Dynamic API - Understanding the data cube

Contents

This document describes the data cube which is the central building block of the dynamic part of the database.

See also

Last updated: $Date: 2009-04-06 14:52:39 +0200 (må, 06 apr 2009) $

1. Overview

The data cube is a three-dimensional cube in which the coordinates layer, column and position identifies a single spot. The small dark blue box in the diagram indicates a single spot.

A spot is the main carrier of interesting data (intensities) and can be seen as a vector having a given number of intensity values and an arbitrary number of extra values. The number of intensity values in each spot is given by the number of channels in the raw data type used in an experiment. The intensity values are originally calculated from the information in the raw data associated with the experiment. Extra values are calculated by plugins using the intensities, raw data or other information.

2. The position coordinate

The position coordinate is linked to a reporter. This means that all spots in a cube with the same position coordinate (the light blue slice in the image) must have the same reporter. The reporter may be null, and it is possible that two or more positions have the same reporter. The position can also be linked to extra values. Just as for spots the values are calculated by plugins. All extra values attached to a position are equally relevent to all spots having that position.

3. The layer and column coordinates

The layer coordinate is roughly equivalent to a bioassayset and the column coordinate is roughly equivalent to a bioassay. However, it is possible that two or more bioassaysets share the same layer. This happens whenever the spot data isn't changed by a transformation, ie. a filter operation. If a transformation changes the spot data, the new bioassayset must use a new layer. In the new bioassayset the new bioassays must link one-to-one to the bioassays in the source bioassayset and they must use the same column as the source bioassays are using.
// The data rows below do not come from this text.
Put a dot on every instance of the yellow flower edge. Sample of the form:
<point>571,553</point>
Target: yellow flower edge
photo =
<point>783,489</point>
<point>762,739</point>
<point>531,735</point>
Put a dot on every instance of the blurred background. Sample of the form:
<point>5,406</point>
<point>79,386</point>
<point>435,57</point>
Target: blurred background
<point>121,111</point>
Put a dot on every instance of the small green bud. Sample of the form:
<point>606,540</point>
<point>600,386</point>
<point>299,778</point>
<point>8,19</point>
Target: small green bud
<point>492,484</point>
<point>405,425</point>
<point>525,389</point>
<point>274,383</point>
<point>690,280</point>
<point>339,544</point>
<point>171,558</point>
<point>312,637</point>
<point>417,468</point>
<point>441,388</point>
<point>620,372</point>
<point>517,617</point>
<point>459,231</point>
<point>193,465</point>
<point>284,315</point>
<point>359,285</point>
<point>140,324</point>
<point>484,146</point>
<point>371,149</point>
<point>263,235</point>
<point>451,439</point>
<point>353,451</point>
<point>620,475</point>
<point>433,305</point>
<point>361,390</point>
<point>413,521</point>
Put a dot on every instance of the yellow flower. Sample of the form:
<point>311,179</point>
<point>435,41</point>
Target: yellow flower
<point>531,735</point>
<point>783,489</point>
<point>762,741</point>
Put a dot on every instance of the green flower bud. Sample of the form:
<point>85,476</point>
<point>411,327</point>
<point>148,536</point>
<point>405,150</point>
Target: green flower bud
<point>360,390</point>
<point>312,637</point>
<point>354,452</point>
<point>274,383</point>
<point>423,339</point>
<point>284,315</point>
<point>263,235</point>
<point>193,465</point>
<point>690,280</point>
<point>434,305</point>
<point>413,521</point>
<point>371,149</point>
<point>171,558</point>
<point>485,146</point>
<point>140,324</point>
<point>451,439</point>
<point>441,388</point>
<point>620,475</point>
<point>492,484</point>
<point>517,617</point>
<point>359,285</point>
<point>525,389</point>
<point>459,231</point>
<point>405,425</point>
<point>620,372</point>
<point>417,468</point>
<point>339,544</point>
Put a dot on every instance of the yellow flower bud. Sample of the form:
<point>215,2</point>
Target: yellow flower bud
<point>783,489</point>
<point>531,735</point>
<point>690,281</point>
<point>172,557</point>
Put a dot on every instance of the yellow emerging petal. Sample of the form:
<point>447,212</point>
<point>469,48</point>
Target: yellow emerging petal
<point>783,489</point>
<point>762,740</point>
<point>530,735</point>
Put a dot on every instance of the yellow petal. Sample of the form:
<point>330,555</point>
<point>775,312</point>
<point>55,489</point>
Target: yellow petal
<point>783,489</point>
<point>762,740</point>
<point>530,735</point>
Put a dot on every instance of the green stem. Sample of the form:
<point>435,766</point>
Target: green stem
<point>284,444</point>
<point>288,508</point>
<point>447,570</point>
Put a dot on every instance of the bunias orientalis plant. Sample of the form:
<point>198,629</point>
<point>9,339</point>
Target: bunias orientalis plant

The column coordinate is linked to one or more raw bioassays. This means that all spots in a cube with the same column coordinate (the yellow slice in the image) must originate from the same set of raw bioassays. Normally, a single column will just link to a single raw bioassay and two different columns link to different raw bioassays. After a merge or other complex transformation this may change and a new cube is needed.

All spots with the same combination of position and column (the green bar in the image) coordinates are linked to the same set of raw data spots. Normally this means that all spots with the same position/column values in the cube is linked to a single spot in a raw bioassay. After a merge or other complex transformation there may be multiple links and a new cube is needed.

4. Parent datacube

If a transformation does some kind of merge, for example, merge all spots with the same reporter and take the mean of the intensities, or merge all spots with the same position in the different bioassays and take the mean of intensities, a new cube is needed. The transformation should also store information about how the merge was done, ie. for each spot in the new cube, the spots used from the parent cube should be stored. This is indicated by the arrows between the cubes in the image.